Figure out something your team can do that will make money. Then think about the long term.

If you can strike a licensing deal with your technology, you should do it. You can't hurt your valuation any more by creating cash flow than you can by driving your company to the brink.

You can talk to companies that have expressed interest, and set up a contracting arrangement to build things for them. There are tons of mobile dev consultancies. Do that for awhile.




+1 for "Figure out something your team can do that will make money. Then think about the long term."

I'm in the same boat at the moment, we've raised some seed money and are somewhat in the same boat. In our case, we spent 2-3 weeks of June talking to ~2K of our users on the phone to get some real feedback on how they use the product, what sucks and what else they want to see. At the end of it, we had a pretty solid list of bugfixes and enhancements... but, better yet, we noticed that there were 2-3 specific features that people actually offered to pay for. So, as a final sanity check, I emailed a small sample of those users with a credit card authorization form and asked them to fax it in... I got most of them back (and then shredded them since I don't actually have a way to process them just yet). :)

If your userbase is actively giving you feedback, maybe it's worth spending a little bit of time having in depth conversations to see whether any paid features might emerge?


Thanks paul. I think the most immediate answer is: improve the product and keep pumping out features. In the short-term our costs are really under control. I apologize if my initial thread sounded like I was shouting "fire" in a crowded theater. With the recession and downturn in the economic climate, startup logic (understandably) has shifted from the web 2.0/YCombinator preaching of: build, find users, get acquired or profit. The difficulty is that competitors in our space operate on this “free” model and are backed by substantial angel or VC money. In fact, the only widely visible startups that seem to still be operating under this logic were founded and funded pre-recession. What is going on here?

I’m somewhat confused by all the conflicting recommendations I get on early-stage startups. Again, cash is king and we have some ideas for monetization (which, of course requires more $).

In today's economic climate, can startups afford, literally, to avoid realizing a business model after you've scaled? I realize that YC has increased the number of seed investments, but has the angel community also increased the pace at which they invest in these fledgling ideas at the >$100k investment stage? I'm in Boston, so my perception is a little bit warped. Can someone offer their thoughts?

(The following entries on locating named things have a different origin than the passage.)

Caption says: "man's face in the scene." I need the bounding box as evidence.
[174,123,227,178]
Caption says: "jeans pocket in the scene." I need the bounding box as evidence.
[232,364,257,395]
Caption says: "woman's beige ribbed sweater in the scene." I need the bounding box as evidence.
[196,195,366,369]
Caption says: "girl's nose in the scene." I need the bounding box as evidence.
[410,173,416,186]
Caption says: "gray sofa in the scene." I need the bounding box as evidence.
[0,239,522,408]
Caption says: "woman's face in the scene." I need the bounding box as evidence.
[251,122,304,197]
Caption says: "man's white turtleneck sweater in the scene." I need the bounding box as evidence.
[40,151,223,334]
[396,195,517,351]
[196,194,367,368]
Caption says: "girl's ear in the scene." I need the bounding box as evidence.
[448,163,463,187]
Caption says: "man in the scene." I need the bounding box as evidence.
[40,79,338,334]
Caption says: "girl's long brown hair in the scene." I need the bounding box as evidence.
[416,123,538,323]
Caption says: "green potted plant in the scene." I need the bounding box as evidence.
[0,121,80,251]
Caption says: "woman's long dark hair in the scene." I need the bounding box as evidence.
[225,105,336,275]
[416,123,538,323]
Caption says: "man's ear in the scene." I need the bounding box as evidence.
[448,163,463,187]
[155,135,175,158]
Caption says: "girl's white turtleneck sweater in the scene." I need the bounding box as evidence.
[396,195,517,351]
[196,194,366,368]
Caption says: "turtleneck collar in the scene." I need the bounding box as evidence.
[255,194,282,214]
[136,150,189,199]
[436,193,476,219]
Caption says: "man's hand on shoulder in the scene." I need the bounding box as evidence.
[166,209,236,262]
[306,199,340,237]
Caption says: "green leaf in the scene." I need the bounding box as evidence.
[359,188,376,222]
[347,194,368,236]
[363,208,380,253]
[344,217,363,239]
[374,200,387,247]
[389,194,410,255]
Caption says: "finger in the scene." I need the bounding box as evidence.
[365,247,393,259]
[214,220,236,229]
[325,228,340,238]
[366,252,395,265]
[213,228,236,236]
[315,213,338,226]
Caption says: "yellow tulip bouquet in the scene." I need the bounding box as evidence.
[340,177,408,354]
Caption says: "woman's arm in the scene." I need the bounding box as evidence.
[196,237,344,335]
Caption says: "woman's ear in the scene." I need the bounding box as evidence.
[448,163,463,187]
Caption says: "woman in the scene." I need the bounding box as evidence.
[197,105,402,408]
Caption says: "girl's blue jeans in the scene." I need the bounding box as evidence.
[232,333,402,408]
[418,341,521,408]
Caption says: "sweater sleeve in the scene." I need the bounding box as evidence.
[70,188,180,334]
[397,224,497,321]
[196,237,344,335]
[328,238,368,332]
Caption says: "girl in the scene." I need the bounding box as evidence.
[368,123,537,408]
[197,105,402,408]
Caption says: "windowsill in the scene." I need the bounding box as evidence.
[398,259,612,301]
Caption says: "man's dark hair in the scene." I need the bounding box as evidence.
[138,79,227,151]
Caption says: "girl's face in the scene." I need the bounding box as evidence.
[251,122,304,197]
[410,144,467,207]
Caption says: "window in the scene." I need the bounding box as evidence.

No apologies necessary, you're asking a good question that I also have been thinking about for some time now. Feel free to email me if you'd like to talk about this in-depth or just need to bounce a few ideas off of someone. :)

I don't have a whole lot of insight into what's going on in the minds of the investment community but, IMHO, I think we all tend to think that there's more investing going on out there than is actually true.


If my own experience is any guide to answer your last suggestion there is almost no investing going on other than a few proven horses. Risky stuff is way down.


Thanks, tptacek. Actually from a founder's perspective, my BATNA is maintaining the day job and surviving on Ramen noodles. Which in the short-term is a distraction but can keep the project going while controlling the increase in the userbase and minimizing costs. Bootstrapping could continue ad infinitum until a deal is struck.